For most expecting parents, learning that you’re pregnant and waiting for your baby to arrive is an exciting, joyous time. You track how your baby is developing. You wonder if your baby is a boy or girl. However, when you learn that your baby is not healthy and something may be wrong, time just sort of stops. You realize that the life you had imagined is not going to be the same and your whole world is turned upside down.
That was certainly the case for us when we learned at our routine 20-week ultrasound that our baby might have congenital diaphragmatic hernia (CDH). CDH happens when the diaphragm doesn’t develop fully and ultimately affects the baby’s lungs. This condition is rare, occurring in about 1 of every 2,500 births. Like many fetal abnormalities, most parents have never heard of it until they learn that their baby may have it.
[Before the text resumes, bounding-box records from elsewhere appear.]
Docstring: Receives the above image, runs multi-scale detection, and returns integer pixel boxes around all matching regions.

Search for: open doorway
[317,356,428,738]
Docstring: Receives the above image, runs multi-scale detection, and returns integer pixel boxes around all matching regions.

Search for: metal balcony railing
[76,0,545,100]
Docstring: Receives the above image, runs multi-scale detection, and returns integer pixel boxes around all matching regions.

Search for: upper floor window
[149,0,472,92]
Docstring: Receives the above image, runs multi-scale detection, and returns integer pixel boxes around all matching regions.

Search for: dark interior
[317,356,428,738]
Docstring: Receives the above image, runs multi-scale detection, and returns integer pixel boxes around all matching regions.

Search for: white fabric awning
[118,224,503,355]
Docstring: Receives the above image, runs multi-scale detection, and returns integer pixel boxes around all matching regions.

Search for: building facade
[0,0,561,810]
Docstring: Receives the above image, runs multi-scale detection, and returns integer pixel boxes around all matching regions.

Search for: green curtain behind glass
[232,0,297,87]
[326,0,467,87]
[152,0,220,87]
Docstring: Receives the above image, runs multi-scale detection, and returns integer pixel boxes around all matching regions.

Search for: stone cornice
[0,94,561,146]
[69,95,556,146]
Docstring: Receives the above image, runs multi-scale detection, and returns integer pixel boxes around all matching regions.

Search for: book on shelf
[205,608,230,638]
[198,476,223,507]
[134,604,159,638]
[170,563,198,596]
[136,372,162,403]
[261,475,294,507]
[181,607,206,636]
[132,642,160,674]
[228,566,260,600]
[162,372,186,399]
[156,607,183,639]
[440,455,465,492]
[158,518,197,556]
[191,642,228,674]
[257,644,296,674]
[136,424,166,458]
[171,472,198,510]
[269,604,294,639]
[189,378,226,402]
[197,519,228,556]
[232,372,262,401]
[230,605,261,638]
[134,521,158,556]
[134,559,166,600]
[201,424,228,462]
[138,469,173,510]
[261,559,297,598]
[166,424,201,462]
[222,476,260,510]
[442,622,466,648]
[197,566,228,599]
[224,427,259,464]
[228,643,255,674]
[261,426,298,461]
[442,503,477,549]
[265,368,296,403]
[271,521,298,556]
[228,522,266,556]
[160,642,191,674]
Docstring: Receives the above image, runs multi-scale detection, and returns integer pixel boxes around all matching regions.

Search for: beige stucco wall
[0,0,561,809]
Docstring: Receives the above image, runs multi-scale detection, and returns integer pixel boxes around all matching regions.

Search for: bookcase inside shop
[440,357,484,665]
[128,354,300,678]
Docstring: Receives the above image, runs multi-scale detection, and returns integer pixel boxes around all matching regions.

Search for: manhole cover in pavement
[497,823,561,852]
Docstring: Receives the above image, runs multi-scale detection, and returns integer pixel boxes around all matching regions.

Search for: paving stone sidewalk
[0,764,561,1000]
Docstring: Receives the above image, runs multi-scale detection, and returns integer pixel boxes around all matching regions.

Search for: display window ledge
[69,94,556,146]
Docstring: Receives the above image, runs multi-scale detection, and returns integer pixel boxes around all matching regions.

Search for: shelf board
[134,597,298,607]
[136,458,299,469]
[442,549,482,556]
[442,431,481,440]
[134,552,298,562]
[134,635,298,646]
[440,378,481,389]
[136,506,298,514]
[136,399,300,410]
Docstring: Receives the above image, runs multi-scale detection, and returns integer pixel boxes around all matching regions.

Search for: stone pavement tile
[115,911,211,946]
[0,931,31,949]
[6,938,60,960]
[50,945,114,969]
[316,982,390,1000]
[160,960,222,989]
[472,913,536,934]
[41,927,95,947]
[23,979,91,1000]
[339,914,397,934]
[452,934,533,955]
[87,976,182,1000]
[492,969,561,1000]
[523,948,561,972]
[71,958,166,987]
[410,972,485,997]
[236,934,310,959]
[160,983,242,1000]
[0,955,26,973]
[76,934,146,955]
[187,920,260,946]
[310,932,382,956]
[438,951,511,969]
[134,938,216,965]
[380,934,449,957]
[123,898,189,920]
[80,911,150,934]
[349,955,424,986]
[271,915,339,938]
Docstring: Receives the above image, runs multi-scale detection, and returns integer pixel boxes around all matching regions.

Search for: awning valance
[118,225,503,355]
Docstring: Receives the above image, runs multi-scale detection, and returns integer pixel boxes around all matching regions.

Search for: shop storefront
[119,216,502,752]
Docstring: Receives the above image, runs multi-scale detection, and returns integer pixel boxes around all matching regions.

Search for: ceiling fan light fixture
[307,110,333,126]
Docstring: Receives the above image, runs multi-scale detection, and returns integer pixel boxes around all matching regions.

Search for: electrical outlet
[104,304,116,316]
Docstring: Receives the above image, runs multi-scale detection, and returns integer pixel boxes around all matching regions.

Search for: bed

When you first learn of your diagnosis, you likely won’t be in any condition to ask your doctor specific questions. At least, my husband and I weren’t. We were in too much shock to absorb information or have any sort of productive conversation during that appointment. But when we went back for our next visit, we came prepared.
I did a lot of research on my own so that I could ask my doctors the right questions about our situation. It is important to gather information from trusted sources and to be cautious of what you may read on the internet or social media groups. Like most health conditions, your doctor is the best resource to obtain information about your and your baby’s specific condition. Regardless of your diagnosis, I’d like to share some questions that might be helpful as you continue in your pregnancy.
Questions to Ask Your OB/Gyn or Maternal-Fetal Medicine Specialist:
- Can I continue seeing you or do I need to see a different doctor or team?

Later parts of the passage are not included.